A membrane‐bound [NiFe]‐hydrogenase large subunit precursor whose C‐terminal extension is not essential for cofactor incorporation but guarantees optimal maturation

[NiFe]‐hydrogenases catalyze the reversible conversion of molecular hydrogen into protons end electrons. This reaction takes place at a NiFe(CN)2(CO) cofactor located in the large subunit of the bipartite hydrogenase module. The corresponding apo‐protein carries usually a C‐terminal extension that is cleaved off by a specific endopeptidase as soon as the cofactor insertion has been accomplished by the maturation machinery. This process triggers complex formation with the small, electron‐transferring subunit of the hydrogenase module, revealing catalytically active enzyme. The role of the C‐terminal extension in cofactor insertion, however, remains elusive. We have addressed this problem by using genetic engineering to remove the entire C‐terminal extension from the apo‐form of the large subunit of the membrane‐bound [NiFe]‐hydrogenase (MBH) from Ralstonia eutropha. Unexpectedly, the MBH holoenzyme derived from this precleaved large subunit was targeted to the cytoplasmic membrane, conferred H2‐dependent growth of the host strain, and the purified protein showed exactly the same catalytic activity as native MBH. The only difference was a reduced hydrogenase content in the cytoplasmic membrane. These results suggest that in the case of the R. eutropha MBH, the C‐terminal extension is dispensable for cofactor insertion and seems to function only as a maturation facilitator.
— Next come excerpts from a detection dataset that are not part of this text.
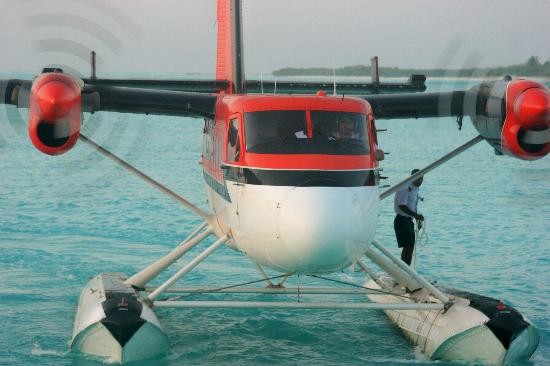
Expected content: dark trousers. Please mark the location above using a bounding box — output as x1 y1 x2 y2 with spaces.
393 215 415 266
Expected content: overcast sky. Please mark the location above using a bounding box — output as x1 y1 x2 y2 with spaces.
0 0 550 75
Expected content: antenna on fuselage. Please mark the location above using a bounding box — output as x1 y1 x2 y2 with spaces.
332 57 336 96
260 70 264 94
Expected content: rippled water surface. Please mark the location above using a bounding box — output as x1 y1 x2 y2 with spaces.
0 80 550 365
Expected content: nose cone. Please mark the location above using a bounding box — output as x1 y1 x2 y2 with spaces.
273 187 379 273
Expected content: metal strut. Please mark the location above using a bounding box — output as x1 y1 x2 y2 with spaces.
125 224 214 289
147 235 229 300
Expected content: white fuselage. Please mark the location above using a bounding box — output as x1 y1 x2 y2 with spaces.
206 181 379 273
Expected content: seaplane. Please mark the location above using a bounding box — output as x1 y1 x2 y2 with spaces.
0 0 550 365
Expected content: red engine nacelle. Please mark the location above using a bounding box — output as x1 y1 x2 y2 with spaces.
501 80 550 160
29 73 82 155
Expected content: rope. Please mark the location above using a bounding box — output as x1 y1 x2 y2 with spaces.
411 218 430 268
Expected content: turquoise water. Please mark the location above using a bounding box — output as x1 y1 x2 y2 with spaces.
0 80 550 365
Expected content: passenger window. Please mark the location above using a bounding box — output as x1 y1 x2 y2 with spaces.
227 118 241 162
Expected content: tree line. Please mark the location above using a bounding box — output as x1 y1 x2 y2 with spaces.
272 56 550 77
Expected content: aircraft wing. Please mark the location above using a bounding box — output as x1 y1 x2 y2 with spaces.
0 73 217 118
363 79 550 160
83 75 426 95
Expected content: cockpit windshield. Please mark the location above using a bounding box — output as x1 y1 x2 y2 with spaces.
244 110 369 155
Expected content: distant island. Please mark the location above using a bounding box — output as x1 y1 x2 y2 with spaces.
272 56 550 78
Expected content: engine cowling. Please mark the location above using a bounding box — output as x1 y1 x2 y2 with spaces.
29 72 82 155
469 79 550 160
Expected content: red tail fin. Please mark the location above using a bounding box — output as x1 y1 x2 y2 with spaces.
216 0 244 94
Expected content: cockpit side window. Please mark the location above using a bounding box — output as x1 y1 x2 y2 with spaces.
227 118 241 162
245 111 307 152
244 111 370 155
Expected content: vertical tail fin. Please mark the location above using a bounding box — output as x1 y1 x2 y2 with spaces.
216 0 244 94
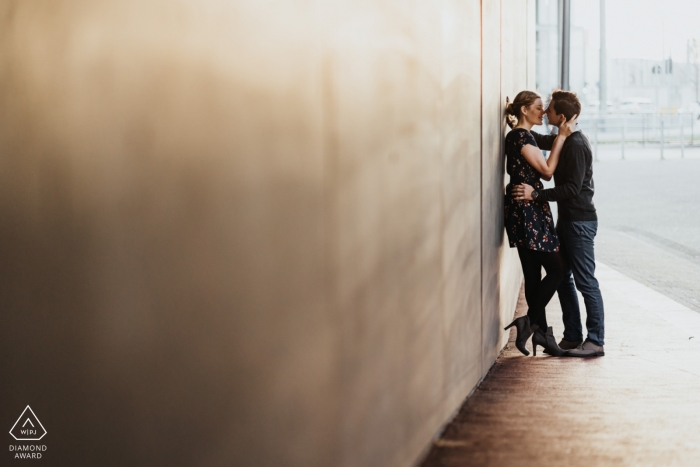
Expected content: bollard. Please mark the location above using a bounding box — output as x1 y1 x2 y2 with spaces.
661 118 664 160
593 118 598 162
690 112 695 146
680 114 685 159
622 117 627 161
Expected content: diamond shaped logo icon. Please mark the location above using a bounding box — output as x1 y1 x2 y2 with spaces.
10 406 46 441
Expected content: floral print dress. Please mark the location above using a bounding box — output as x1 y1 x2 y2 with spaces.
504 128 559 253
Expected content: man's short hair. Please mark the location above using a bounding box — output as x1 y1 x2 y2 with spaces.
552 91 581 122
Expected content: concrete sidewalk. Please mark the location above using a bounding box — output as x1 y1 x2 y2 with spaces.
421 263 700 467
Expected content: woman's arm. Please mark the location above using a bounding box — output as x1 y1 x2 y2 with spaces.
520 116 576 180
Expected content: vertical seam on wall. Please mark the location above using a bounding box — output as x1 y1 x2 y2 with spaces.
479 0 484 377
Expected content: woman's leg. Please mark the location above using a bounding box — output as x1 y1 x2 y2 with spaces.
518 247 547 330
530 251 567 331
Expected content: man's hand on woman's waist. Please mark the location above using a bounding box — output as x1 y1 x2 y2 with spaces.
511 183 537 201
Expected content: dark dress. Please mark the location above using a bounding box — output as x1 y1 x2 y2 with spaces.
504 128 559 253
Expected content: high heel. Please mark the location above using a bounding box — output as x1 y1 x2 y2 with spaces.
532 326 566 357
503 315 533 355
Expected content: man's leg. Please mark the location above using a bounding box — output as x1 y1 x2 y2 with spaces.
563 221 605 346
557 222 583 342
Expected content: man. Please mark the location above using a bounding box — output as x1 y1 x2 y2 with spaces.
513 91 605 357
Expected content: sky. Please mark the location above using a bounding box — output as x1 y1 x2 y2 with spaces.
576 0 700 61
The apo‐forms of [NiFe]‐hydrogenase large subunits are usually synthesized with a C‐terminal peptide extension that is proteolytically cleaved off upon incorporation of the catalytic metal center. Although to a limited amount, an artificially precleaved large subunit, which was deleted for the C‐terminal extension by genetic engineering, still received the active site components delivered by the dedicated maturation machinery. This suggests that the C‐terminal extension optimizes metal center incorporation, but is not essential for the formation of catalytically active [NiFe]‐hydrogenase.